Stream → relational buffer lands the events somewhere a BI tool can query with regular SQL — JSONB blobs for flexible ingest, materialized / indexed columns for the fields dashboards actually touch. A good middle ground when:
- The downstream consumers are BI dashboards needing real-time relational queries.
- The team doesn't want to stand up a full lakehouse for a single use case.
- The query workload is known and bounded (selective indexing covers it).
Shape¶
Source system
│ CDC stream (e.g. NDJSON over HTTPS)
▼
Ingress tier (optional: NLB + NAT router for cross-VPC ingress)
▼
Connection-pool + failover proxy (e.g. RDS Proxy with IAM auth)
▼
Relational DB (Aurora PostgreSQL, Multi-AZ)
│
│ INSERT INTO events (op, table, ts, data)
│ VALUES ('update', 'sales_orders', now(), $jsonb);
│
│ Expression indexes:
│ CREATE INDEX ON events ((data->>'customer_id'));
│ CREATE INDEX ON events ((data->>'region'));
│
│ Optional materialized views for hot aggregates.
▼
BI tier (QuickSight, SPICE cache over aggregates)
Why JSONB as the buffer¶
See concepts/jsonb-streaming-buffer for the detail. The short version:
- Schema tolerance: arriving CDC events evolve with upstream schema changes without blocking ingest.
- Selective indexing: only the fields dashboards query get indexed — no upfront commitment to a complete normalized schema.
- Relational queryability: standard SQL + JSONB path expressions from the BI layer, no special streaming-query engine required.
Why a connection pool / failover proxy¶
Streaming CDC is a high-frequency continuous write workload.
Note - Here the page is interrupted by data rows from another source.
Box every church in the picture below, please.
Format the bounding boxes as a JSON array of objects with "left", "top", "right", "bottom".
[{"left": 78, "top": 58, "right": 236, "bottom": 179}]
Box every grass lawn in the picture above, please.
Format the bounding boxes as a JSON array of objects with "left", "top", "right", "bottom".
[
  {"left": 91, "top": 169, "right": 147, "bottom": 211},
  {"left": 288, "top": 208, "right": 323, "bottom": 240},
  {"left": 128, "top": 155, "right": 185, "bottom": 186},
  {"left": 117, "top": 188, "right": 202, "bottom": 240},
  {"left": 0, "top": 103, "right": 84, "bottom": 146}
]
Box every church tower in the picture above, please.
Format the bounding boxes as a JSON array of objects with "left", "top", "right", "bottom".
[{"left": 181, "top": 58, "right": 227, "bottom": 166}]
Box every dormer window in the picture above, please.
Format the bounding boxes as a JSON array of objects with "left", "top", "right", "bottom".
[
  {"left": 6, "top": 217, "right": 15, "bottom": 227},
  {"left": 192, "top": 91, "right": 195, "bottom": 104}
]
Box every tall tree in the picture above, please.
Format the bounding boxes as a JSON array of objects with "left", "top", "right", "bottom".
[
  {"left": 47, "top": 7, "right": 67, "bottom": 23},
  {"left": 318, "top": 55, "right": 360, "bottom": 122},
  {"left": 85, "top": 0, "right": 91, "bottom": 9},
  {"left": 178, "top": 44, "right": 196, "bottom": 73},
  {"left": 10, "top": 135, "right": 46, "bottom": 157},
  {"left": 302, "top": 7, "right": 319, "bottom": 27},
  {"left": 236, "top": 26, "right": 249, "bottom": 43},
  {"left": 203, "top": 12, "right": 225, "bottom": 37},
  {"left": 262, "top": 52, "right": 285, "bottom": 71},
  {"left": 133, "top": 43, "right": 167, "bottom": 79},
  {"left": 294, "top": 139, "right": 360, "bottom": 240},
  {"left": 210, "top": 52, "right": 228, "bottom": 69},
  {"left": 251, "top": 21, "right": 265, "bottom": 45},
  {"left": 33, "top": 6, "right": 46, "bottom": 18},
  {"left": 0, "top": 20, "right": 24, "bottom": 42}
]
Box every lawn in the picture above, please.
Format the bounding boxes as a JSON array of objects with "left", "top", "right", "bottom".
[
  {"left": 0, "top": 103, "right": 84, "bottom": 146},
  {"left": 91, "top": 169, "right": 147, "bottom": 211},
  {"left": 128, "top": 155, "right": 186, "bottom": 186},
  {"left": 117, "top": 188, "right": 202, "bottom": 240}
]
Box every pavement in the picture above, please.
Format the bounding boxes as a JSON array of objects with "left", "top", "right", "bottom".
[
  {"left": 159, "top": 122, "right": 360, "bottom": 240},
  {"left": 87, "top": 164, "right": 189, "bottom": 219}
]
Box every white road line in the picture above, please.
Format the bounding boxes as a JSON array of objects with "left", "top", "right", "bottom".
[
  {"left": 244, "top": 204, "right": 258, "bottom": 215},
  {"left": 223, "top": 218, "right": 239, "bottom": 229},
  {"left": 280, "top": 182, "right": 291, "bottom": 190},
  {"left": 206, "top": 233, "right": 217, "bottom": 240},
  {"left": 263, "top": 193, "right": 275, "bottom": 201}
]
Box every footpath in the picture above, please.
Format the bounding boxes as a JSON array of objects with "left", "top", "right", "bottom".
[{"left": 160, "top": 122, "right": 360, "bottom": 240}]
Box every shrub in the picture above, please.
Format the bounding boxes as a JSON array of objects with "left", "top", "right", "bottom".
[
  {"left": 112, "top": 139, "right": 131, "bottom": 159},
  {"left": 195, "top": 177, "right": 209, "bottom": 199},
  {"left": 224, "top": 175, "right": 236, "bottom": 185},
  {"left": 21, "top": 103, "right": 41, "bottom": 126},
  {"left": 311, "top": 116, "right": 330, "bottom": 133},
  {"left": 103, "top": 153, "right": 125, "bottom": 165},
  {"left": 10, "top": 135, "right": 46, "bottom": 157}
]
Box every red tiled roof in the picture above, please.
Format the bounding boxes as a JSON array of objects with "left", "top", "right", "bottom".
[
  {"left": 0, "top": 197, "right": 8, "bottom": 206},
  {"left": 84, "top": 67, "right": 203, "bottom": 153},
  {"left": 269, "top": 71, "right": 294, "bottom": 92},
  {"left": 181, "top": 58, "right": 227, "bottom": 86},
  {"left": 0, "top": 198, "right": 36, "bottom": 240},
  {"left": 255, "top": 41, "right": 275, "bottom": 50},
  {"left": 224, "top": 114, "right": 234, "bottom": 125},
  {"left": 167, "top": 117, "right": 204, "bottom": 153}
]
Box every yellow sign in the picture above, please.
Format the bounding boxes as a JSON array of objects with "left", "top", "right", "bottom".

Direct connections from the ingress tier can:
- Exhaust Aurora's native
max_connectionsunder burst. - Fail open on writer failover, dropping events.
A proxy like RDS Proxy:
- Pools a large number of short-lived client connections onto a smaller pool of long-lived backend connections.
- Transparently redirects traffic to the promoted replica on writer failure — CDC ingest keeps flowing.
- Supports IAM auth so credentials aren't in the NAT tier's environment.
Canonical production instance¶
sources/2026-04-21-aws-oldcastle-infor-aurora-quicksight-real-time-analytics — Oldcastle APG lands Infor Cloud ERP CDC events (NDJSON over HTTPS) into Aurora PostgreSQL JSONB, fronted by RDS Proxy, behind the patterns/nat-router-for-static-ip-ingress ingress shape. QuickSight dashboards query via relational SQL with SPICE caching for hot aggregates. 50+ dashboards; 100+ concurrent users; millions of transactions/day processed in real time.
Trade-offs¶
- Not a replacement for a lakehouse. Analytical workloads that scan petabytes belong on Iceberg/Hudi/Delta with a columnar engine — not JSONB on Postgres.
- Schema drift is a monitoring burden. JSONB absorbs whatever upstream emits; auditing for silent schema changes is the application's responsibility (see concepts/schema-evolution).
- Retention policy matters. JSONB grows unboundedly without TTL; a CDC stream landed into a relational buffer needs an archival / deletion policy or the table becomes a cost liability.
- Delivery semantics inherit from the source. If the source CDC stream is at-least-once, the relational buffer must be idempotent or de-duplicate.